Particularly in N routers, where speed matters a lot depending on the capacity to bounce the signals off objects, it requires multiple receiver antennas as well as transmitters. The best configuration for a wireless router in this regard is thus, four-by-four, which means that there should be four antennas, each having its own transmitter and receiver, for optimum performance. However, a majority of the high-speed N routers come in a three-by-three configuration at best. And although there are many designs for antennas in the present day market, there is no significant performance difference if an antenna is visible or in-built. The basic principle is that the more transmitters and receivers a router has, the better speed it will deliver.

Portable Routers

In case you want to travel and use the internet, portable routers are the perfect choice. They use a 3G signal from a cellular carrier, and give you internet connectivity, albeit not as fast as a regular router due to the movement factor. Further, most of the portable routers are of the G-type, unlike their faster N-counterparts, which also results in their being cheaper. Also, while the Wi-Fi part of the deal is free, one has to pay the 3G carrier on a monthly basis.

Another striking innovation has been the development of MiFi routers, that fit in your pocket and run on batteries!

Guest access

 One of the most useful but little-known-of features of wireless routers, guest access allows the user to split the network into two. This gives access to multiple users without the main user having to divulge his password, making everybody else a ‘guest’ user. And while a similar provision can be enabled in routers supporting virtual LANs, the steps in the same are very complicated.

Wired ports

The more wired ports a wireless router has, the better it is for the user. Many Wi-fi routers do come with a five-port block, which is an industry standard, but there are still many that have lesser number of ports. So, if one were to add a gaming console, a VoIP phone, a PC and an NAS device, there would be no space for anything else to be connected.

Routers and gaming

Wireless routers feature a Quality of Service (QoS) feature, that allows them to separate network packets and prioritize network traffic. This allows the most important applications (in this regard, games) to get the major chunk of the bandwidth. And although games don’t generally take too much of the bandwidth, they can slow things down when there are multiple users on the network.

Security : Firewalls and Wi-Fi protected setup

Talking a bit on the security front, most routers have a firewall, with the most common on being the Stateful Packet Inspection (SPI) variant. There are also some routers that offer manual settings on the firewall, but that is not any better than a standard firewall, since it is only for the user to configure according to his/her needs. On the whole, an SPI firewall is apt security for a router.

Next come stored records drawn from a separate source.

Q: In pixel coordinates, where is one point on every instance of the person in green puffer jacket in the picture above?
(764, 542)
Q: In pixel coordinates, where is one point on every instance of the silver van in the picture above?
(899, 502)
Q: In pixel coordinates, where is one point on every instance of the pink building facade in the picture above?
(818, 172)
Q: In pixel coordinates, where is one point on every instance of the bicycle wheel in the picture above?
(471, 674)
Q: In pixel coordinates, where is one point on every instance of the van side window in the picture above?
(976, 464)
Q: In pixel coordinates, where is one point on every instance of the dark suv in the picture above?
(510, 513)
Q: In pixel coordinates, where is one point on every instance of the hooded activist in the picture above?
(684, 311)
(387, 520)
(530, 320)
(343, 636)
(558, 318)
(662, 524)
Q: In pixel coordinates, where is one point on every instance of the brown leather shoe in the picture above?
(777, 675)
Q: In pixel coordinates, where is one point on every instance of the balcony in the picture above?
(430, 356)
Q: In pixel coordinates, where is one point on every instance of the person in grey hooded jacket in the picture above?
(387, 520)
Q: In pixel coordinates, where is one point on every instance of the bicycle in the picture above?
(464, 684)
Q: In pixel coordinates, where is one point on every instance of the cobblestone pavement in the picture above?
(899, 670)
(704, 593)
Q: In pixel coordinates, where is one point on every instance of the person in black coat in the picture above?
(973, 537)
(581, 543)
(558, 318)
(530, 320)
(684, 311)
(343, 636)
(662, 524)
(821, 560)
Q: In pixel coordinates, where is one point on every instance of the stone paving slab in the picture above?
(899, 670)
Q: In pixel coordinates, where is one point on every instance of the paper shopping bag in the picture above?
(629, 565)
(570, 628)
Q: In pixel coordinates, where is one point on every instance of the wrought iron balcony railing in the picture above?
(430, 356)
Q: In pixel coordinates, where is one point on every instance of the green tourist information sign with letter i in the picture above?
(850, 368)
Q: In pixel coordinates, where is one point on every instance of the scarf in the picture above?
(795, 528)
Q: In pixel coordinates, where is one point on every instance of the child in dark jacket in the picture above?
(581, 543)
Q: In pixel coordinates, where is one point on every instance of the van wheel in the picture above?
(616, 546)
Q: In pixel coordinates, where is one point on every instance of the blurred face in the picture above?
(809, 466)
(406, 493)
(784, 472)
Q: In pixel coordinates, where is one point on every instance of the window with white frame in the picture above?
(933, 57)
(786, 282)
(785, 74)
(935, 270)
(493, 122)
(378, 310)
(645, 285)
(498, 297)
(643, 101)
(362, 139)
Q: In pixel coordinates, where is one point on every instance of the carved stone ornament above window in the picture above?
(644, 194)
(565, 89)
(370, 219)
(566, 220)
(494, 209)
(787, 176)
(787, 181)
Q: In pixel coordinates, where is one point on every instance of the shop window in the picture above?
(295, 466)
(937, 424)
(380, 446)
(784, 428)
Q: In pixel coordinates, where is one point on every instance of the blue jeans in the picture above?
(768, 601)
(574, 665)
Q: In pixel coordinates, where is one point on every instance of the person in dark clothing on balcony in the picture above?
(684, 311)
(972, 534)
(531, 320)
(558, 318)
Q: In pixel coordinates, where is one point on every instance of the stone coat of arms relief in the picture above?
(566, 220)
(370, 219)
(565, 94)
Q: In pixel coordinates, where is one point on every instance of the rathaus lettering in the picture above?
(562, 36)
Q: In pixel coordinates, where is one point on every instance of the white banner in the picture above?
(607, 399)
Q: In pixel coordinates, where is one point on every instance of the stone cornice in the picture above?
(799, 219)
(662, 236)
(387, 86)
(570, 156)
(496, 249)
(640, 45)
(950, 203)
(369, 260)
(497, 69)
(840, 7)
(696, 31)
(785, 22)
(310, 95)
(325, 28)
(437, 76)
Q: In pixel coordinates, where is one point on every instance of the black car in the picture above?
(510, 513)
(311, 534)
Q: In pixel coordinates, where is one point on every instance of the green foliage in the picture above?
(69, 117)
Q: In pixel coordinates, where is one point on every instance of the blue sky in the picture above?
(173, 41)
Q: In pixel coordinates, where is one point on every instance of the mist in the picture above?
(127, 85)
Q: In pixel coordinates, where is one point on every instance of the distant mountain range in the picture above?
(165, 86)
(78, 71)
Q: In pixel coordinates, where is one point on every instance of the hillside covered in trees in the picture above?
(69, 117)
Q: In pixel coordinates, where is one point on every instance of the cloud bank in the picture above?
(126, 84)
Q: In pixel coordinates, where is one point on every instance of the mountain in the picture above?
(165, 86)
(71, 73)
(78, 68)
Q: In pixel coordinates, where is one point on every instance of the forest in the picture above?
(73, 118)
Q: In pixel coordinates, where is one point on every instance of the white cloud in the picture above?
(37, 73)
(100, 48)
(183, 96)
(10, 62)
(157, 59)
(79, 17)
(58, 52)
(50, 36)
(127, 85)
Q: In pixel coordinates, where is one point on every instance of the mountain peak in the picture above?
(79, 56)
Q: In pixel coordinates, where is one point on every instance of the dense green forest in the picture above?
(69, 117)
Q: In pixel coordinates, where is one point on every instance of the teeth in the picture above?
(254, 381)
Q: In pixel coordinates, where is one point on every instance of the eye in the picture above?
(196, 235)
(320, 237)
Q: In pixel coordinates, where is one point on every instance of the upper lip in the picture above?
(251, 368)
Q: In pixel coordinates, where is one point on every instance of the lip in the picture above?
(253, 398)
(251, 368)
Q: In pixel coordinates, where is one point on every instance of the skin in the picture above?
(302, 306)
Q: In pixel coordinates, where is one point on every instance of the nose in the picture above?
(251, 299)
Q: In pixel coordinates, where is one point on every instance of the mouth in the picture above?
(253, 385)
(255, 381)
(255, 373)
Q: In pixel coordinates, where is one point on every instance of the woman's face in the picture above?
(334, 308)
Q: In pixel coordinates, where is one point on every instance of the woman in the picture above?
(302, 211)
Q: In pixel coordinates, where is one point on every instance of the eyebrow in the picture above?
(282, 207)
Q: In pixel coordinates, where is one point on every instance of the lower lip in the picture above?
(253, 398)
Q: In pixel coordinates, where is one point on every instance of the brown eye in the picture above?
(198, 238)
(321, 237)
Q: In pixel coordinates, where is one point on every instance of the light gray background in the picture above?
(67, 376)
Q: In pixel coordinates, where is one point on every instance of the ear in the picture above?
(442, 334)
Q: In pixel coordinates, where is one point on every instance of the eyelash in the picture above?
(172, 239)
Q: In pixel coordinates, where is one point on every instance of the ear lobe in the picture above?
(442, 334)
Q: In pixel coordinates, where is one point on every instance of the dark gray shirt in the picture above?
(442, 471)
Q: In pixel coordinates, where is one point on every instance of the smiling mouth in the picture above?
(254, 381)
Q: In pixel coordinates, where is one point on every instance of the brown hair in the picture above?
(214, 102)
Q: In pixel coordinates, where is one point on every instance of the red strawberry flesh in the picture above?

Wi-Fi Protected Setup (WPS) is a standard procedure for the user to secure a laptop with the router. This technology simplifies the process of encryption that users would have to go through in order to secure their Wi-Fi network. However, its benefits depend a lot on the laptop and OS being used. In case a laptop does not support it, the procedure to implement it manually can be very hectic. It’s not necessary to have a WPS, since some part of it is frequently non-compatible. Many of the latest wireless routers offer the same, however, since in case it does work, it’s  a good feature to have.

Home routers for business usage

On a broad scale, home routers can prove to be useful even in small offices, but the problem comes on the security front, since home routers don’t have much to boast about on that front, due to the simple fact that the emphasis is more on speed as compared to security.

So there you have it, an all out question and answer guide for you to select the right kind of router for your needs. Make sure that you cover all these points before going on the internet speedway in the wireless mode!